On the left hand side there’s ‘too much’ overlap i.e. not much potential for repeated cross-bridge formation and thus limited force production. On a muscle level that represents a shortened muscle length or the maximal flexion position in the biceps curl described above.
See on the far right, there’s no overlap of the actin and myosin filaments and thus there’s no potential for cross-bridge formation or muscle force production.
And then somewhere (nearly) in the middle is the Goldilocks position, of ‘optimal overlap’ and optimal force production – possibly around 90 degrees of elbow flexion in our example.
Whole Muscle Performance vs Sarcomeres
Now remember that this describes sarcomere behaviour, not whole muscle. Yes, it is very similar, however, clearly when the elbow is fully extended, you can still produce force i.e. not all sarcomeres are distended beyond the point of overlap. That’s just ridiculous! Imagine that, that you can’t flex your elbow if you forget and happen to fully extend it. Ha ha.
In whole muscle, you have hundreds of muscle fibres, thousands of sarcomeres and not all behave the same. So for any point on the descending limb of the L-T curve you’ll have sarcomeres at various lengths, some of which may be approaching that critical point of no overlap.
Exercise-Induced Muscle Damage
Once we understand the L-T relationship it becomes easier to get your head around exercise-induced muscle damage (EIMD). EIMD principally occurs on the descending limb of the L-T curve and during eccentric muscle actions.
Damage, which is the irreversible distension of sarcomeres, occurs in pockets of muscle and to the weakest sarcomeres i.e. likely those that are already overstretched. So, application of a high-force during muscle lengthening (like the lowering of a heavy dumbbell in our biceps curl example) causes these weaker units to ‘pop’, become useless and die. Repeated high-force eccentric actions exacerbates this process … and then I’m sure you’re very familiar with the symptoms of DOMS felt a day or two later.
Eccentric Muscle Rehabilitation?
This all sounds pretty dramatic, doesn’t it. So, should we be focussing all our training and rehabilitation efforts on the ‘safe’ ascending portion of the L-T curve?
Whilst you can make an argument for training at an optimal muscle length, or the ascending potion of the L-T curve, the adaptations caused by EIMD are super important, for rehabilitation, injury avoidance and performance.
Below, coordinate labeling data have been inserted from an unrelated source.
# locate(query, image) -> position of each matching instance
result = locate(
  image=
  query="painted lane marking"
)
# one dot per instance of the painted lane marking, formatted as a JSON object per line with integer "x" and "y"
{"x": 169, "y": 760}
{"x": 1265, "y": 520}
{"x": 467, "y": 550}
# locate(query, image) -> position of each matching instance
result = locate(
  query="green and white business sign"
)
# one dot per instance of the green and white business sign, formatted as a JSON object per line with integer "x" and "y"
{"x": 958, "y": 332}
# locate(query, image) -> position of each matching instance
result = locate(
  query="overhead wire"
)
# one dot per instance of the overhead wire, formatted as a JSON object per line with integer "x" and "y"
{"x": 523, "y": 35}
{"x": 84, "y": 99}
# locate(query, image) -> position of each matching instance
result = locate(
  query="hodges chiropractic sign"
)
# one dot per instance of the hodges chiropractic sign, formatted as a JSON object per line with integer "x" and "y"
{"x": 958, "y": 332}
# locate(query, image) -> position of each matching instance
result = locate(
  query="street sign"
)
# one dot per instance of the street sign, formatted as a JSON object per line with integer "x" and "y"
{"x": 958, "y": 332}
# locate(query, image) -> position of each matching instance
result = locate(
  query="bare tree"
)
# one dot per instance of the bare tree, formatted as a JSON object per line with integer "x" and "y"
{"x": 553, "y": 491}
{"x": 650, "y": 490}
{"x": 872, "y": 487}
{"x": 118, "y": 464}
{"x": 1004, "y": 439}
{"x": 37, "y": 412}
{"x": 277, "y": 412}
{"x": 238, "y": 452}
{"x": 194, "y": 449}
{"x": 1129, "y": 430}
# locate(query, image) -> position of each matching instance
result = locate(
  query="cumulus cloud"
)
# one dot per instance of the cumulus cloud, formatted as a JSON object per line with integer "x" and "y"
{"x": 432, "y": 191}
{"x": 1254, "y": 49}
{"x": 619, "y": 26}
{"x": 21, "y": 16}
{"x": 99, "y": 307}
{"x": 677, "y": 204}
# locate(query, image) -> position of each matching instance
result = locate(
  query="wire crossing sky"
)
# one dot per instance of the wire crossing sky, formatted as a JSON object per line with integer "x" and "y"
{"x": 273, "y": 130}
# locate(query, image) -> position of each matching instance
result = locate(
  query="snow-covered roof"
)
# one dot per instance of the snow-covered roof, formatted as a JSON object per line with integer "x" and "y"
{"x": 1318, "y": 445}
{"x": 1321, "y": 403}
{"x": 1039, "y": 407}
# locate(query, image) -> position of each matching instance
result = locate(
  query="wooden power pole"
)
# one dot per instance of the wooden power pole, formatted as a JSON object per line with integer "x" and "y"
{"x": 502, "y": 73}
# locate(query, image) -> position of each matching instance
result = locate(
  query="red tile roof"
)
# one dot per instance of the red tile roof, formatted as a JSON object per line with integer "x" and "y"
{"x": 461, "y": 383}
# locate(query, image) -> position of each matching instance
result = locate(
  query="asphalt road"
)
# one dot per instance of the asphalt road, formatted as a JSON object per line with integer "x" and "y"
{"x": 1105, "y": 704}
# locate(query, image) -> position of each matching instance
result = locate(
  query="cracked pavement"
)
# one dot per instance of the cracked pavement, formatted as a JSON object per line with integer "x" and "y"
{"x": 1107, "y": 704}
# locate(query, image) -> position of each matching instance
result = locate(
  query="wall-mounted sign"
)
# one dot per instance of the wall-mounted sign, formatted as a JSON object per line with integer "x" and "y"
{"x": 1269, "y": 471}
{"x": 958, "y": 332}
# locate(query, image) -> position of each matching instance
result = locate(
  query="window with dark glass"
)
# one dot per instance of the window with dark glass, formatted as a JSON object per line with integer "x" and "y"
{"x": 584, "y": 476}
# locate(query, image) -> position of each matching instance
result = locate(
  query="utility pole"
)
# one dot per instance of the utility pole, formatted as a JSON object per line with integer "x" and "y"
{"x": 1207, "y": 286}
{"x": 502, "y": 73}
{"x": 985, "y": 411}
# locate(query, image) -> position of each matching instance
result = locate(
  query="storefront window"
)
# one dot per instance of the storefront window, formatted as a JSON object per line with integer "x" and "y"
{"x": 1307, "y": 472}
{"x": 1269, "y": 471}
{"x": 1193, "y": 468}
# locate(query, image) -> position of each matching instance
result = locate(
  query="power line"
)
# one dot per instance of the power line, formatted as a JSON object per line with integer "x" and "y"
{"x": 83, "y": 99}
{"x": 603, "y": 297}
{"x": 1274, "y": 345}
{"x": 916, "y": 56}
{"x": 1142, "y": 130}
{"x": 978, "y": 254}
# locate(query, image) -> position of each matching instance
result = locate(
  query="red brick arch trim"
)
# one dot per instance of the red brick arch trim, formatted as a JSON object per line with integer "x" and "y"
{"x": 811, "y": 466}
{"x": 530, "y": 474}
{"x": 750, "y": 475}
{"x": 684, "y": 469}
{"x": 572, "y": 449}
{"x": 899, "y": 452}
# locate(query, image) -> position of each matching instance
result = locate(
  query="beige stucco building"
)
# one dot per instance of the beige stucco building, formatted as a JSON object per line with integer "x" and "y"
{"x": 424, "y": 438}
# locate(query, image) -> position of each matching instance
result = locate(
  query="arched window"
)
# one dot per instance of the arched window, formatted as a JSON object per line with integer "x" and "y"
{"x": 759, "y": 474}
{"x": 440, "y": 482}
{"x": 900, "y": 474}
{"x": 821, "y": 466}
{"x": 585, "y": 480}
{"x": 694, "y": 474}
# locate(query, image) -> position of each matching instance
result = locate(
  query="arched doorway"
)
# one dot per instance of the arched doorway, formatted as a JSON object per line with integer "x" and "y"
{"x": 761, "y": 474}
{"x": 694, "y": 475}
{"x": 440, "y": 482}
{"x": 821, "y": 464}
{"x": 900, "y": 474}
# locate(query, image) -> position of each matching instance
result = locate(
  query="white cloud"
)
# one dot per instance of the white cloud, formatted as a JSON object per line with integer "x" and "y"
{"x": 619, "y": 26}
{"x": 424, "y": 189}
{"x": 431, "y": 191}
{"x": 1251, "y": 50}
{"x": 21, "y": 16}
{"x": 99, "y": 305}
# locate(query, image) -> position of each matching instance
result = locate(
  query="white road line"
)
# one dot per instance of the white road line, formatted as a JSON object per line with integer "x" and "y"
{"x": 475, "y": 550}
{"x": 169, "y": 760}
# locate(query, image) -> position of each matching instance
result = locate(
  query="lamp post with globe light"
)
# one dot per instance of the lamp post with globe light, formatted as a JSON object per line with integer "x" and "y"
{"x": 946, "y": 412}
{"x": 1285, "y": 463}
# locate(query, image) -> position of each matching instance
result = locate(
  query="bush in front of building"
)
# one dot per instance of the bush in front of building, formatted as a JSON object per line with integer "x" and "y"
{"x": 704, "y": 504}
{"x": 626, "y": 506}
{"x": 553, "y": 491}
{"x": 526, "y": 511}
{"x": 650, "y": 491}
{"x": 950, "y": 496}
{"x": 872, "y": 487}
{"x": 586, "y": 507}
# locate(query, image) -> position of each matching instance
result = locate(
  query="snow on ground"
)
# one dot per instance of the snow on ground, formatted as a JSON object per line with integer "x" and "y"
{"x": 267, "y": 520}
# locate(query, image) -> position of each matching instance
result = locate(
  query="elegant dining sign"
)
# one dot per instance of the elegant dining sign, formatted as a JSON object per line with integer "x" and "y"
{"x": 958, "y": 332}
It’s beyond the scope to go into lots of detail here, but if you want to read more and how to use this to your advantage in rehab, check out the couple of posts I wrote earlier in the series here and here. It’s really a powerful process and there are a number of ways you can apply it, which don’t necessarily mean you have to inflict unbearable soreness on your patients!
Broadly speaking, the adaptation and remodelling processes following EIMD enable us (or our patients/clients) to become stronger, stronger at vulnerable joint positions and far more resilient to repeated episodes of high force muscle damaging exercise. Not to mention the functional and performance enhancements that can be gained.
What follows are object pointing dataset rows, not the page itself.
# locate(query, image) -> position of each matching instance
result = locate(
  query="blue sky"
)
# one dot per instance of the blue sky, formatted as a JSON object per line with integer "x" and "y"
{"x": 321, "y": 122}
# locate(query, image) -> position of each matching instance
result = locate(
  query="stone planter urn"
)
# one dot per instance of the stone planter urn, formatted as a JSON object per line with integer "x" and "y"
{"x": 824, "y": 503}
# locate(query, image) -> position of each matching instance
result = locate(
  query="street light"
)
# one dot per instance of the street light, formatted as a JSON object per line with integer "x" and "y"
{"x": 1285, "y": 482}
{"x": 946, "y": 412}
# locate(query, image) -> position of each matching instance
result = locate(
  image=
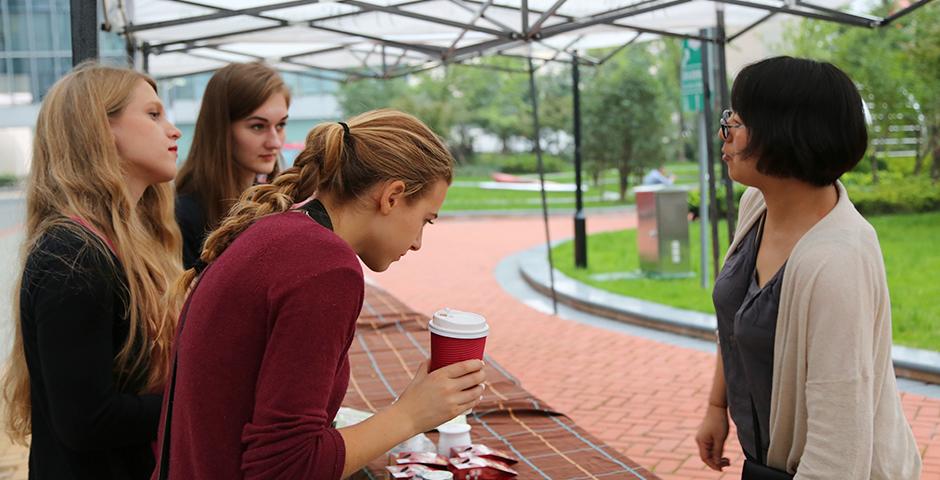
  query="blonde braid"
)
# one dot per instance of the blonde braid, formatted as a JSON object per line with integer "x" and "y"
{"x": 257, "y": 202}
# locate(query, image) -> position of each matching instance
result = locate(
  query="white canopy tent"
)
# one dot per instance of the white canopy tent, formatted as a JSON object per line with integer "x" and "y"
{"x": 390, "y": 38}
{"x": 387, "y": 38}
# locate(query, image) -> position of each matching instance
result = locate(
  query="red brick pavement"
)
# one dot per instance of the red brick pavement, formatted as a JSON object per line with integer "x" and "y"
{"x": 641, "y": 396}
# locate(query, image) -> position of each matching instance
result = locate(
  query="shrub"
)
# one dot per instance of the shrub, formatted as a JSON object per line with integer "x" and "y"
{"x": 8, "y": 180}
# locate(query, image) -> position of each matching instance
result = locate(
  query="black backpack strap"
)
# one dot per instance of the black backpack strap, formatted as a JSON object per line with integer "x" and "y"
{"x": 758, "y": 445}
{"x": 163, "y": 470}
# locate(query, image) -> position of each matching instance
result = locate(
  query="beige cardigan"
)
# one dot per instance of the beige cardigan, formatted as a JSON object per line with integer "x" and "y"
{"x": 835, "y": 412}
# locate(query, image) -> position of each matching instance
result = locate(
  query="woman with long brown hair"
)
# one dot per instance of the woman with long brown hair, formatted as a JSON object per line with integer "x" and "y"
{"x": 261, "y": 363}
{"x": 239, "y": 135}
{"x": 95, "y": 320}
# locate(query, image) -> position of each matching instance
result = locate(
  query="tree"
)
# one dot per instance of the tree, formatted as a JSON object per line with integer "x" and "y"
{"x": 924, "y": 52}
{"x": 625, "y": 115}
{"x": 874, "y": 63}
{"x": 357, "y": 96}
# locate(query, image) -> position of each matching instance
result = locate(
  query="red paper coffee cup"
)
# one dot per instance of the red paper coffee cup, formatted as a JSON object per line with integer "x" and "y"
{"x": 456, "y": 336}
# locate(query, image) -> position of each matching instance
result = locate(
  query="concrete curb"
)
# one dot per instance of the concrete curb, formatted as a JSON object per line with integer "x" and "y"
{"x": 913, "y": 363}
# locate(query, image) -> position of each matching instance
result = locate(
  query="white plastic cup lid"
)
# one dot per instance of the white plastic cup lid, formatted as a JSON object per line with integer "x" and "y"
{"x": 457, "y": 324}
{"x": 453, "y": 428}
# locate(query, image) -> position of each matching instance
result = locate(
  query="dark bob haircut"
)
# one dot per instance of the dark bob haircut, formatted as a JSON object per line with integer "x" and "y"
{"x": 804, "y": 118}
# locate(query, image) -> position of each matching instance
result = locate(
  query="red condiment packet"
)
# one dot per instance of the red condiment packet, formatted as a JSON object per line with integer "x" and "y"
{"x": 407, "y": 471}
{"x": 480, "y": 450}
{"x": 479, "y": 468}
Hopefully I’ve jogged your memory here of the L-T relationship and provided you with another reminder that it’s always worth going back to fundamental concepts in programme design. In time pressured environments, it so easy to be swayed by the next best training technique, piece of equipment or theory to try get fast and effective results. But often a pause for thought and then proper application of the basic principles can deliver just as good, if not much better results for your patients/clients.